Updates on three pending stories.
“Anthem’s Records Weren’t Encrypted,” Wall Street Journal, February 6, 2015 B1. I had thought Anthem did some good stuff, at least in the discovery of and response to the recent breach. But it appears that Anthem had earlier decided not to encrypt their records for the convenience of their employees.
If you hold a third party’s confidential data, can there be a compelling case for not encrypting that data when it’s at rest within the company?
“Hackers’ Revenge: Sony’s Pascal Out,” Wall Street Journal, February 6, 2015 B1. Well, someone lost her job in connection with the Sony hack. But not because of the hack, but because she didn’t watch what she wrote in emails (and others did).
Maybe it was just unfortunate timing. But emails are hard to delete completely.
“Tale Draws Criticism For NBC’s Williams,” Wall Street Journal, February 6, 2015 B2. The beat goes on about the tall tale from anchor Brian (aka Pinocchio) Williams and his helicopter trip. He had just signed his new contract (unlike Amy Pascal at Sony, who was in negotiations when her story broke). Not covered in the Journal today – incredulous comments on another claim he made on (an award-winning) video about watching a body float by in New Orleans while reporting on Hurricane Katrina.
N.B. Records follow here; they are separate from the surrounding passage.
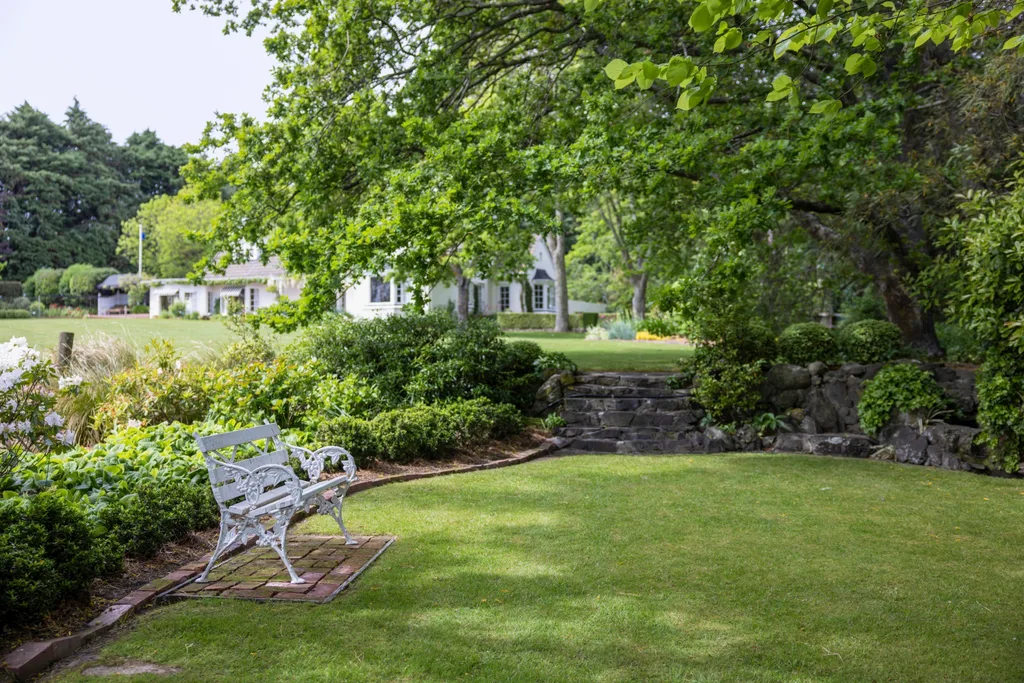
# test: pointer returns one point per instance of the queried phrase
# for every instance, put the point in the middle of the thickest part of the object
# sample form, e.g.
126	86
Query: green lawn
188	335
743	567
619	355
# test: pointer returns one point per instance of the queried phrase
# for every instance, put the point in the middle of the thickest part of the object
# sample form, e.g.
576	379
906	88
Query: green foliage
806	342
899	388
9	289
68	187
869	341
157	513
622	330
169	249
508	321
424	358
46	555
420	431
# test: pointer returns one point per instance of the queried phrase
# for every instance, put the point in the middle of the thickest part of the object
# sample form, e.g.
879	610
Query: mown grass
194	336
744	567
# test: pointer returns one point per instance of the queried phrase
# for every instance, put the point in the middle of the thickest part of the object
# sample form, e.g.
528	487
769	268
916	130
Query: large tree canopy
65	189
367	89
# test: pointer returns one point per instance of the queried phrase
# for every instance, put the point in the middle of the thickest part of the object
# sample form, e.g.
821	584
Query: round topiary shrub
804	343
869	341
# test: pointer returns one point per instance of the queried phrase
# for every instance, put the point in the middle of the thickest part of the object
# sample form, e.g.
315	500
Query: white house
259	286
255	286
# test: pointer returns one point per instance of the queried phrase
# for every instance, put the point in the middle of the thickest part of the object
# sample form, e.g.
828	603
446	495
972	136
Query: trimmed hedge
509	321
804	343
47	555
869	341
428	432
8	313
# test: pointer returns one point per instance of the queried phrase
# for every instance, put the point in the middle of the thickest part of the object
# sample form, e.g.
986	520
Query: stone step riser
596	390
656	381
631	404
676	420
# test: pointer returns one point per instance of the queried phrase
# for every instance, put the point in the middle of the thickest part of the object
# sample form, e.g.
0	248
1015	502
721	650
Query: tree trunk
462	294
639	282
556	245
916	325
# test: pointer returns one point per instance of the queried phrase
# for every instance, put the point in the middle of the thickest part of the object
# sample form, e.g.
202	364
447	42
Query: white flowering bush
29	423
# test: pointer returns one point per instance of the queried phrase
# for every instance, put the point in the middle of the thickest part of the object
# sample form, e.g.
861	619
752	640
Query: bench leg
274	538
333	507
225	539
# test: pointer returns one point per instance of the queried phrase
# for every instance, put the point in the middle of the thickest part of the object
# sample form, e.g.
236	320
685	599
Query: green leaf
614	69
828	108
701	18
679	70
1016	41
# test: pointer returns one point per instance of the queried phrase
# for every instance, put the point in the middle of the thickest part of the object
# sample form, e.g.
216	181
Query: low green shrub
157	513
804	343
899	388
47	555
869	341
961	344
420	431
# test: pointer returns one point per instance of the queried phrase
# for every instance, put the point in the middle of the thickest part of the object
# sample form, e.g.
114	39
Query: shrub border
31	658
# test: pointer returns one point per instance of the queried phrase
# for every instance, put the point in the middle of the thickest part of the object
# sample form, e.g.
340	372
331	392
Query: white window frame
377	286
540	296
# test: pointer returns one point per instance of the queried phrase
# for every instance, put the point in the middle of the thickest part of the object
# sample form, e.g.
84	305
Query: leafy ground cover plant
899	388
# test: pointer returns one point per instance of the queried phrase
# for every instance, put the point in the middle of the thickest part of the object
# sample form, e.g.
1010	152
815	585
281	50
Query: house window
380	290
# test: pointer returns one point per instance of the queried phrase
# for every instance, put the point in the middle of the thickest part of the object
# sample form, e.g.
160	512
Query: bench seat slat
222	474
217	441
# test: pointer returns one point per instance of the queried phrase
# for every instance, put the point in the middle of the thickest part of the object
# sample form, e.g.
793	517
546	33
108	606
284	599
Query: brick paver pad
325	561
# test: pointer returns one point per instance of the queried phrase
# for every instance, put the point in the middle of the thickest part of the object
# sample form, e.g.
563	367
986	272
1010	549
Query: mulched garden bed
74	616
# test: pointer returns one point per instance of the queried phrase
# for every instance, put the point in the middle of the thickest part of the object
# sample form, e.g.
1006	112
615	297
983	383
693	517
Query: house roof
253	268
112	282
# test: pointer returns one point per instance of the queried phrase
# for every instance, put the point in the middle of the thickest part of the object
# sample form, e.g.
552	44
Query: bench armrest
252	482
312	461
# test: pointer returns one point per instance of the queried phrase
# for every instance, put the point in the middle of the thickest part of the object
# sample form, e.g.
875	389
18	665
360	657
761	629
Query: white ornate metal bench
262	484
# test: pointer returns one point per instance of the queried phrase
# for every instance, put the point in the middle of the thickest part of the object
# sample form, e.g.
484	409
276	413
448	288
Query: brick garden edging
31	658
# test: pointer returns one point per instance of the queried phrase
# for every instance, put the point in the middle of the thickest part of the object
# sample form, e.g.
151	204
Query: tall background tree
66	188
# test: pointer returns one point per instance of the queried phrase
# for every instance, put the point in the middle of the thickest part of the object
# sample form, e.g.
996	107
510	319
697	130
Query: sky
132	63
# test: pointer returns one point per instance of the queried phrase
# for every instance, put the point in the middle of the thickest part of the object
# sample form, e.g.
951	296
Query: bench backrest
226	446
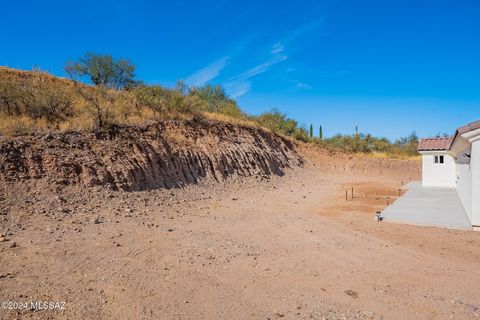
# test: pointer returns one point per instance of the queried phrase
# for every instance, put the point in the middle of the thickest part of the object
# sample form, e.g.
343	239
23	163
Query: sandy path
287	249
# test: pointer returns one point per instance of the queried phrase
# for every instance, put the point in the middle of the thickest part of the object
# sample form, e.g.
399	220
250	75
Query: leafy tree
103	70
99	103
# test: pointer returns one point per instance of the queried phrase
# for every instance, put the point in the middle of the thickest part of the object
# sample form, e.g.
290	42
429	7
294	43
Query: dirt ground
290	247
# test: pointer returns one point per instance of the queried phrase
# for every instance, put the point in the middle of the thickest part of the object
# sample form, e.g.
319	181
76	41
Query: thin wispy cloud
208	73
241	84
303	85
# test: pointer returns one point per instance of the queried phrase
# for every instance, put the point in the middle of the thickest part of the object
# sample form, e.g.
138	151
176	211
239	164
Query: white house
454	162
For me the main point is how will NBC ever punish someone for padding their resume when Brian Williams can lie on camera with impunity? Again, what is the culture when a big star can break the rules? How do you get others to follow those rules or any rules? Will there be any SNL skits on this?
What do the numbers mean?
One of the metrics professionals use to track insurance companies is their excess capital – the excess reserves above the case reserves required by regulators. Apparently, Prudential misplaced $1.5 billion of excess capital in two months. And even worse: they couldn’t adequately explain what happened.
“Prudential Suffers After Disclosure,” Wall Street Journal, February 6, 2015 C8. Prudential describes it as a “mysterious decline.” Lost 5.7% in market value.
Do we rely too much on metrics that even the experts can’t explain? E.G., the unemployment statistics. If the basis for calculation changes, do they have to explain that? Can you rely on the experts, or might they have an agenda? Do you understand what goes into the numbers?
Would a 5.7% market value decline be a career limiting move?